A straight-forward next step would be to include other similarity concepts beyond buildings, trees, and roads, such as swimming pools and industrial units (which already play a role in the landscape matching process, see
Figure 5), as well as railways, airports, sports outdoor fields, agricultural fields, parks, etc. The proposed approach does not explicitly account for any other concept besides the ones used to train it. However, due to using semantic similarity (RGB similarity model) as a contributing component, the proposed approach considers aspects of similarities that it was not explicitly trained on. This especially applies to large surfaces like water bodies (dams, lakes, and sea) that are generally matched by our approach due to the semantics similarity component. The tree/building/road masks in areas that depict water bodies are usually blank or contain very few trees or buildings (e.g., when the image belongs to a seaside city or town). This makes the semantic similarity model very important for carrying out the matching task. When the water body is too small and covers a very small fraction of the image, e.g., a normal sized swimming pool, it is mostly neglected by the approach because the predefined concepts dominate the decision making. To mitigate this behavior, the objects of interest should be predefined and used to train additional similarity models that contribute to the landscape matching decision.
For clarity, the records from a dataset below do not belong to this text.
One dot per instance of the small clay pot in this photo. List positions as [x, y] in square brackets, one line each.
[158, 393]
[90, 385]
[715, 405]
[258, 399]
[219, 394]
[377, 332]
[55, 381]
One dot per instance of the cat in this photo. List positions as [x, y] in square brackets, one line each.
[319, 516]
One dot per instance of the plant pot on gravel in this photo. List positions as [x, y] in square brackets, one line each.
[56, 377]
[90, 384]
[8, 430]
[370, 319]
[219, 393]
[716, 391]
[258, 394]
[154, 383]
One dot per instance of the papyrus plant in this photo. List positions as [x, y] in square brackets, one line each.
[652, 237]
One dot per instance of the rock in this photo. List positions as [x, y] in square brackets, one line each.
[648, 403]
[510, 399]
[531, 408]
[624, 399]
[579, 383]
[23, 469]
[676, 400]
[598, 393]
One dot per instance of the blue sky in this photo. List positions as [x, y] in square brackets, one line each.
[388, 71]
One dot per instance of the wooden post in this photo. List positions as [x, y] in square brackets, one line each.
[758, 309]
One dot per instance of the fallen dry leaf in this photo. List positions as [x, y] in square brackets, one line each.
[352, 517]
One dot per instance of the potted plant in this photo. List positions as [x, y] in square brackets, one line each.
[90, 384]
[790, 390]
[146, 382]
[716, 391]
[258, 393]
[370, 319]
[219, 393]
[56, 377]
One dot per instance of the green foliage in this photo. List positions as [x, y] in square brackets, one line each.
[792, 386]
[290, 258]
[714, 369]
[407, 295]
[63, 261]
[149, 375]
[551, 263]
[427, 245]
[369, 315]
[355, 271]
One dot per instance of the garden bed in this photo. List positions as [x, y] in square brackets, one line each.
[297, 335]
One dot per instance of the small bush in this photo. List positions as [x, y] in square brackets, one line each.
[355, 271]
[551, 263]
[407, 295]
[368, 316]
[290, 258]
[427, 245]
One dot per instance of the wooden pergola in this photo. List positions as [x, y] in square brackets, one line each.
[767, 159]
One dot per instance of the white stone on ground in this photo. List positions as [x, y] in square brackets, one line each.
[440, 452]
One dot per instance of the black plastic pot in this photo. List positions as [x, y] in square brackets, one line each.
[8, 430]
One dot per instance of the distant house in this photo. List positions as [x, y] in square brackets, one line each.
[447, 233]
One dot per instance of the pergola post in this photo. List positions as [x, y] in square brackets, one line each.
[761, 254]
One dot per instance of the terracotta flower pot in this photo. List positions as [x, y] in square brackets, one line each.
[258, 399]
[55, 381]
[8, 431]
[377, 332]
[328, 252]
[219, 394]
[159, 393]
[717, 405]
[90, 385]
Moreover, we intend to experiment with different weighting for each similarity concept, to understand the impact of different weights on the results. When embracing more similarity concepts, such as the ones suggested above, understanding the significance of each similarity concept would give insights into how humans define similarity in images, in particular landscapes visible from space.
Furthermore, our intention is also to experiment with images beyond optical satellite imagery. We aim to investigate landscape similarity when multispectral or hyperspectral satellite imagery is available, creating binary masks for certain bands beyond the optical/RGB at which important indicators for pollution/contamination, crop growth, and water stress, etc., are evident. This will allow us to match landscapes with similar characteristics and learn lessons about actions taken, e.g., to mitigate or avoid pollution, ensure food security, adapt to climate change, etc.
Finally, combining landscape similarity with multiple modalities (e.g., in situ field sensors and geospatial information) could be an exciting research field. Examples include better development of species distribution modeling, understanding the abundance of wildlife and biodiversity in regions with similar landscapes and micro-climates, deciding on the most appropriate speed limit on roads with certain characteristics, or valorizing properties more accurately, etc.